Margaret the First
Margaret Cavendish was a woman of firsts: she was the first woman to write what is now considered science fiction (The Blazing World); she published under her own name during a time when most women published anonymously; and she was the first woman invited to attend a meeting of the Royal Society. Her writings—both fiction and philosophical—provoked both praise and derision. While some admired her originality and boldness, many of her critics thought her to be “mad” and ridiculous in both her writing and her personal style (she was known for wearing outlandish clothes in public).
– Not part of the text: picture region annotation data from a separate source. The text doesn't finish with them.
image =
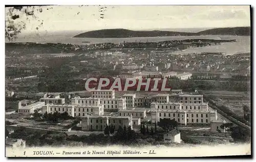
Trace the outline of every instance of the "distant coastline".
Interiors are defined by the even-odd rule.
[[[163,31],[132,31],[123,29],[93,31],[75,35],[73,38],[120,38],[204,35],[250,36],[250,27],[216,28],[197,33]]]

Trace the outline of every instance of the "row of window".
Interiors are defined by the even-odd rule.
[[[94,96],[93,95],[92,97],[93,98],[104,98],[105,97],[105,98],[112,98],[111,97],[111,96],[109,96],[109,97],[108,97],[109,96],[97,96],[97,95],[96,95],[96,96]]]
[[[192,106],[190,106],[189,107],[188,107],[188,106],[186,106],[185,107],[186,107],[186,109],[187,109],[187,110],[188,109],[188,108],[189,108],[190,110],[192,110]],[[158,109],[160,109],[160,106],[158,105],[157,108]],[[164,108],[164,106],[162,105],[162,109],[163,109]],[[165,109],[172,109],[173,106],[172,105],[165,105]],[[177,106],[177,108],[178,108],[178,109],[179,109],[179,106]],[[198,106],[198,110],[200,110],[200,106]],[[174,106],[174,109],[176,109],[176,106]],[[181,109],[183,109],[183,106],[181,106]],[[196,106],[194,106],[194,110],[196,109]]]
[[[190,97],[189,100],[191,100],[191,97]],[[180,97],[180,100],[183,100],[183,97]],[[187,97],[185,97],[185,100],[187,100]],[[194,97],[194,100],[197,100],[197,97]],[[198,100],[201,100],[201,97],[198,97]]]
[[[83,103],[83,100],[81,100],[82,101],[82,104]],[[104,104],[105,104],[106,103],[106,101],[103,101],[104,102]],[[102,101],[100,101],[100,103],[102,103]],[[88,102],[89,104],[91,104],[92,103],[91,102],[92,102],[93,104],[94,104],[94,101],[93,100],[92,102],[91,102],[91,100],[89,100],[89,102]],[[78,100],[78,103],[80,103],[80,100]],[[87,100],[86,100],[86,104],[87,104]],[[97,104],[98,103],[98,102],[96,102],[96,103]],[[108,104],[110,104],[110,101],[108,101]],[[117,101],[115,101],[115,104],[117,104]],[[111,104],[114,104],[114,102],[113,101],[111,101]]]
[[[130,113],[128,113],[128,115],[130,115]],[[140,113],[140,117],[142,117],[142,113]],[[121,115],[121,113],[119,113],[119,116],[122,116],[122,115]],[[125,113],[123,113],[123,116],[125,116]],[[133,117],[134,116],[133,116],[133,113],[132,113],[132,116]],[[138,116],[138,113],[136,113],[136,117],[137,117],[137,116]]]
[[[111,94],[111,92],[93,92],[93,94],[94,94],[94,93],[95,94],[105,94],[105,94]]]
[[[183,103],[183,101],[182,100],[180,101],[180,102],[181,103]],[[201,103],[201,101],[194,101],[194,103],[197,103],[197,102],[198,102],[198,103]],[[187,101],[185,101],[185,103],[187,103]],[[192,102],[190,101],[189,102],[190,103],[192,103]]]
[[[29,110],[19,110],[19,113],[30,113],[30,111]]]
[[[170,118],[169,118],[169,119],[171,119]],[[175,118],[174,118],[173,119],[174,119],[175,120]],[[182,118],[182,120],[184,120],[184,118]],[[197,119],[197,120],[196,120],[196,123],[198,123],[199,121],[199,120],[198,120],[198,119]],[[180,122],[180,118],[178,118],[178,122]],[[189,122],[189,121],[188,121],[188,119],[187,119],[187,123],[188,123]],[[194,119],[192,119],[191,120],[191,123],[194,123]],[[201,123],[203,123],[203,119],[201,119]],[[208,123],[208,119],[205,119],[205,123]]]
[[[52,107],[50,107],[50,110],[51,111],[52,111]],[[54,107],[54,111],[56,111],[56,107]],[[59,112],[60,111],[60,107],[58,107],[58,110]],[[80,112],[80,108],[78,108],[78,112]],[[101,109],[100,109],[100,111],[101,111]],[[65,110],[64,110],[64,108],[62,108],[62,112],[64,112]],[[69,111],[71,112],[71,109],[69,109]],[[76,108],[74,109],[74,111],[75,112],[76,111]],[[82,109],[82,111],[83,112],[84,112],[84,108],[83,108]],[[68,112],[68,108],[66,109],[66,112]],[[89,112],[89,109],[88,108],[87,109],[87,112]],[[93,112],[93,109],[91,109],[91,112]]]
[[[163,116],[164,117],[166,117],[166,113],[159,113],[159,116],[161,117],[162,116],[161,115],[161,114],[163,114]],[[121,115],[120,115],[121,116]],[[168,116],[169,117],[170,117],[170,113],[168,113]],[[198,114],[196,114],[196,116],[197,116],[197,118],[198,118]],[[175,113],[174,113],[173,114],[173,117],[175,117]],[[178,117],[180,117],[180,114],[178,114]],[[183,115],[182,115],[182,117],[183,117]],[[194,117],[194,114],[191,114],[191,117]],[[203,114],[201,114],[201,118],[203,118]],[[206,118],[208,118],[208,114],[205,114],[205,117]]]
It is this “mad” Margaret that is the subject of Dutton’s nuanced fictionalized biography. Writing in the first person, Dutton takes readers through the emotional struggles of Cavendish—an introverted, artistic girl growing up in a family of dazzling extroverts, who finds herself a lady-in-waiting to Queen Henrietta Maria, and eventually flees with the English court to France when the royalist forces are defeated in 1644. Readers are given insight to Cavendish’s travails—and how they influence her own stories of young ladies fleeing danger to unknown, strange lands.
Dutton writes Cavendish in a lyrical stream of consciousness, often spending time to focus on small details, like the motes of dust in the air, or the color of a landscape as it passes a carriage window, which is appropriate for a subject like Cavendish, who spent much of her own life immersed in the details of natural history. The narrative carefully and seamlessly incorporates lines from both Cavendish’s writings and Virginia Woolf’s (whose essays introduced Dutton to Cavendish). Overall, Dutton’s fictionalized biography is unconventional in its approach, but entirely sensuous and captivating in its style – much like her subject.